# Wrong offset? - E46



## patroklai (Nov 8, 2007)

I drive a 2004 325Ci.

This is the situation:

I started to notice that if I have 2 people besides myself in the car the rear tires will rub. If i'm driving hard it may rub too even if its just me. If I look at the car from the outside, the front tires/rims seem to be sticking out of the fender. (This is only true in the front and not the rear, as the rear seems to match quite perfectly.) I have not measured how much the tire is sticking out but I could asume anywhere between half an inch to an inch. It does not rub on the front, maybe because of good suspension and a big wheel gap.

My current set if 215/45/17 (which is less than the 225 standard). The rims are apparently M3 rims. I can't say that I know if they are staggered, but I believe not. The tire folds at the same angle for both front and rears. They may be 17x8. This is the information I have on these rims: (thanks to google)

BMW E46 M3 Wheels 17x8 (Set of 4) Style 67 http://www.finishlinewheels.com/specials/17,BMW++3+SERIES/

ITN Style #134, 17x8 inch , 5x120mm 35mm HyperSilver Wheels http://www.lakeshorewheelandtire.com/specials/bmw-3-17.shtml

My rims look identical to the ones on those pictures, but the measurements are all different, particularly offset. How can I know what rims i'm actually riding on? I'm thinking of taking them out over the weekend to see what I find.

I'm not sure what the actual offset of these rims is, or if they are replicas or not. I'm new to bimmers, and this is what I found based on how the rim looks like.
I bought the car used and these came with it. I also noticed today the previous owner had like 40-45PSI on the rears and 25PSI on the fronts.
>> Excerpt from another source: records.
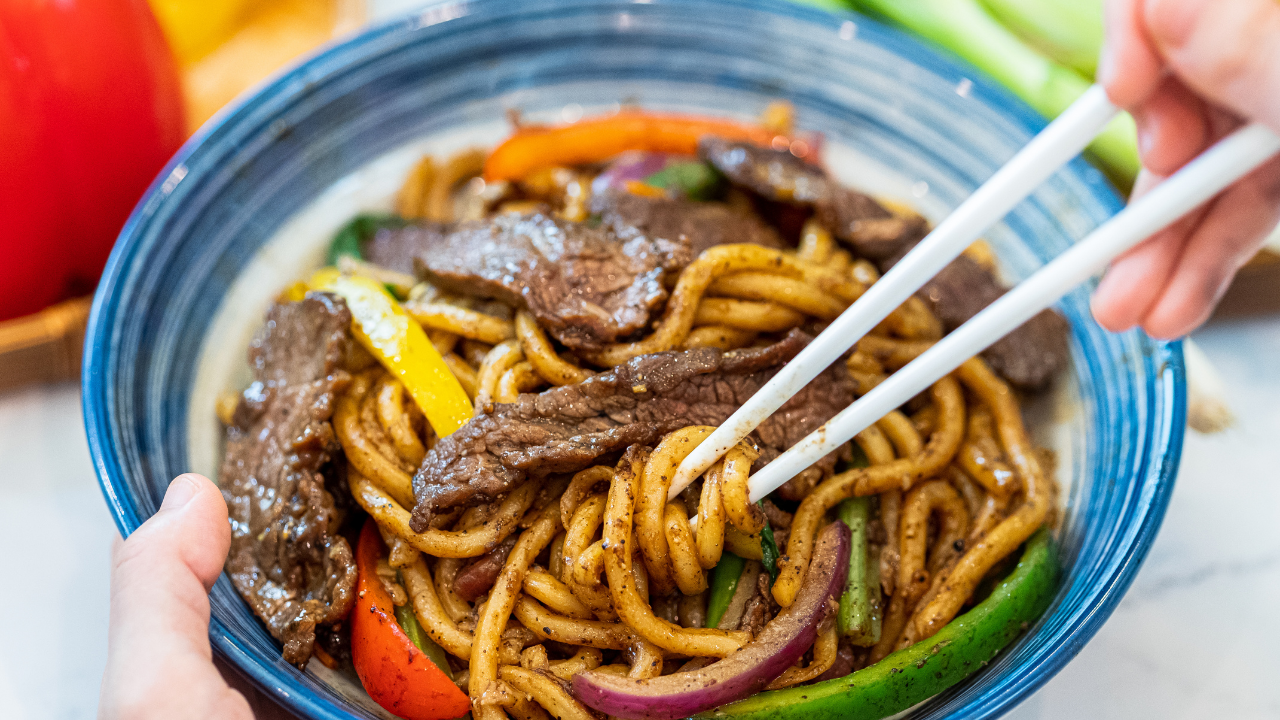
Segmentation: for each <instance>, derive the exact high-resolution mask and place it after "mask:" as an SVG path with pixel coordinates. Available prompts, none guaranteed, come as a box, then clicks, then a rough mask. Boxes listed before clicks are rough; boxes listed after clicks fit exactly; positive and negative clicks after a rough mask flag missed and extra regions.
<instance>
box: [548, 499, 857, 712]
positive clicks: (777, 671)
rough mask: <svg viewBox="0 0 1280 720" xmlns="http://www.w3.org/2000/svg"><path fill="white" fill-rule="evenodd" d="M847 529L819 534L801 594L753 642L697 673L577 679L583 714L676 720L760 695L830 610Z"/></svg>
mask: <svg viewBox="0 0 1280 720" xmlns="http://www.w3.org/2000/svg"><path fill="white" fill-rule="evenodd" d="M849 542H850V541H849V527H847V525H845V524H844V523H841V521H838V520H837V521H835V523H832V524H829V525H827V527H826V528H824V529H823V530H822V532H820V533H819V534H818V543H817V547H815V548H814V556H813V562H812V564H810V565H809V574H808V577H806V578H805V583H804V587H803V588H801V589H800V593H799V594H797V596H796V600H795V602H794V603H792V605H791V607H786V609H783V610H782V612H778V616H777V618H774V619H773V620H772V621H771V623H769V624H768V625H765V626H764V630H763V632H760V635H759V637H756V638H755V639H754V641H751V642H749V643H746V644H745V646H742V647H741V648H740V650H739V651H737V652H735V653H732V655H730V656H728V657H726V659H723V660H721V661H718V662H713V664H712V665H708V666H707V667H703V669H700V670H692V671H687V673H676V674H673V675H666V676H662V678H650V679H646V680H643V679H632V678H623V676H620V675H608V674H604V673H594V671H593V673H581V674H579V675H575V676H573V694H575V696H576V697H577V700H580V701H581V702H582V703H584V705H586V706H588V707H591V708H594V710H598V711H600V712H604V714H608V715H614V716H617V717H626V719H628V720H639V719H646V720H675V719H677V717H689V716H690V715H696V714H699V712H703V711H704V710H710V708H713V707H718V706H721V705H726V703H730V702H733V701H736V700H741V698H744V697H746V696H749V694H753V693H756V692H760V691H763V689H764V687H765V685H768V684H769V683H771V682H772V680H773V679H774V678H777V676H778V675H781V674H782V673H783V671H785V670H786V669H787V667H791V666H792V665H795V664H796V661H799V660H800V656H803V655H804V653H805V651H806V650H809V647H812V646H813V642H814V639H815V638H817V635H818V624H819V623H822V621H823V620H824V619H826V618H827V616H828V615H829V614H831V611H832V609H833V607H835V602H836V601H837V598H838V597H840V593H841V592H842V591H844V585H845V575H846V574H847V571H846V570H847V568H849Z"/></svg>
I balanced them to 35PSI all 4.

i'll try to take some pictures later and post them on this thread.

Tips, thoughts, ideas?

Thanks.


----------



## patroklai (Nov 8, 2007)

I was able to find some pictures from the dealership I bought it from. From the angle, you may be able to tell how the fronts are slighly "out" of the fender angle.


----------



## patroklai (Nov 8, 2007)

Ok, I took some pictures from a standing perspective.

Let me know what you think.


----------



## hobieboy (Oct 31, 2007)

You really need to know the exact offset and width of your rims to know if they will fit theoretically.

If they are not stamped on the rims (I thought all BMW rims do), then you'll need to measure them to be sure.

With many replica wheels out there too, same style wheel may have many different offsets.


----------



## patroklai (Nov 8, 2007)

I've removed a wheel and found the offset to be +31mm.
This is running on 215/45/17 and they do stick out slightly...

Any suggestions?


----------



## sky (Aug 22, 2003)

The offset (17x8 68m wheels) is 47mm. You definitely have
the wrong offset. If your offset was large, you
can at least put spacers to correct the problem, but yours is
the opposite. I've seen people machine off about 5 mm but
that still won't work here. How about getting some CSL 
reps? They come in the correct offset, are cheap ($750/set),
and good looking.


----------



## patroklai (Nov 8, 2007)

What's a good site to get those rims from?


----------



## sky (Aug 22, 2003)

Velocity Motoring, Modbargains, Jlevi...go to e46fanatics.com
and type in CSL replica. You'll see a ton of threads about
those wheels.


----------



## patroklai (Nov 8, 2007)

I found AZA rims that look like CSL replicas.
Anway, they have a really two good setup for $472 shipped on 19inch rims.

here is one: 19x8.5 at 35mm offset
http://www.wheelmax.com/product.asp?ProdId=14645

Using a wheel offset calculator (http://www.1010tires.com/WheelOffsetCalculator.asp) I found this setup to be -6MM offset from factory ([email protected])

The second setup is staggered at 19x8.5 & 19x9.5 - offset is not specified.

Does anyone have any experience with these wheels or size? Will they fit? They are definately giving them away.

www.wheelmax.com


----------



## patroklai (Nov 8, 2007)

Link for staggered setup
http://www.wheelmax.com/product.asp?ProdId=14645&ProdID2=15356&Prod2H=19&Prod2W=9.5&Prod2P=118


----------